Glossary
Shopify and ecommerce terms, explained
Plain-language definitions of the terms behind our apps, with a straight answer first and links to the guides that go deeper.
AI product photography
AI product photography uses an AI image model to create product photos, such as turning a flat-lay packshot into an on-model image, without a physical photoshoot. For apparel, it places the product on a generated model in a chosen pose and background. The output goes on product pages in place of, or alongside, studio photos.
Cost of goods sold (COGS)
Cost of goods sold, or COGS, is the direct cost of the products you actually sold: what you paid your supplier per unit, plus any per-unit cost to get them ready to sell. It does not include overheads like rent, salaries or ad spend. COGS is the first cost you subtract from revenue to get gross profit.
Duplicate product images
Duplicate product images are the same or near-identical images used across multiple products, or repeated on a single product. They pad your media library, can slow page loads, and dilute image SEO because search engines see the same picture many times. A perceptual scanner finds them by visual similarity, not just by exact file matches.
Gross profit
Gross profit is revenue minus the cost of goods sold: what is left after you subtract what the products you sold cost you, before any other expenses. It sits between revenue and net profit.

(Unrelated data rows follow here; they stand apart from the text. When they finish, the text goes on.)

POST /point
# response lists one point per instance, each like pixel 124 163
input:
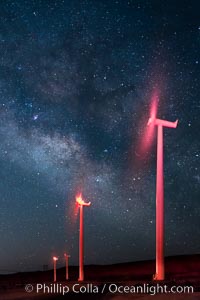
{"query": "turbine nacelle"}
pixel 164 123
pixel 80 201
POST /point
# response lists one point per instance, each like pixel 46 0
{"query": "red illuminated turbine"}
pixel 67 265
pixel 54 266
pixel 81 204
pixel 153 121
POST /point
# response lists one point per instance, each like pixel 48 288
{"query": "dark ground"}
pixel 180 271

A healthy gross profit can still turn into a net loss once fees, shipping, returns and ad spend are counted.
Image alt text
Image alt text is a short written description of an image, stored in the image's alt attribute. Screen readers read it aloud for shoppers who cannot see the image, and search engines use it to understand and rank the image, which is how products show up in Google Images. On Shopify, every product image has an alt text field.
Net profit
Net profit is what a store keeps after subtracting every cost from its revenue: product cost, payment fees, shipping, returns, taxes, ad spend and fixed costs. It is different from revenue, which is total sales, and from gross profit, which is sales minus product cost only. A store can have high revenue and still make no net profit.
Overselling
Overselling is accepting an order for more units than you actually have in stock, leaving you unable to fulfil it. On Shopify it usually happens in the gap between a sale and the inventory update, when two shoppers buy the last unit at once or a fulfilment sync lags. The fix is a safety-stock buffer that stops selling before inventory hits zero.
QR code ticket
A QR code ticket is an event ticket that carries a unique QR code, which staff scan at the door to check the attendee in. Each code is single-use once scanned, so it cannot be reused for duplicate entry. On Shopify, a ticketing app generates the QR ticket automatically when someone buys.
ROAS (return on ad spend)
ROAS, or return on ad spend, is revenue divided by ad spend: a 4x ROAS means $4 of revenue for every $1 spent on ads. Regular ROAS ignores what the product and fulfilment cost you, so a campaign can show a healthy ROAS while losing money. Profit-aware ROAS compares ad spend to profit instead, using your real margin.
Safety stock
Safety stock is a buffer of inventory you keep in reserve so you do not sell out during a demand spike, a slow reorder, or the timing gaps that cause overselling. Your safety-stock level is the point at which you stop selling a product, rather than selling all the way to zero. Shopify has no built-in safety-stock setting, so merchants add one with an app.
Shopify product vendor
In Shopify, the vendor is the brand or manufacturer of a product, set in the product's Vendor field. Shopify uses it for filtering and for vendor-based automatic collections, but it does not create a customer-facing "shop by brand" page on its own. A brand-page app turns your vendors into a browsable directory.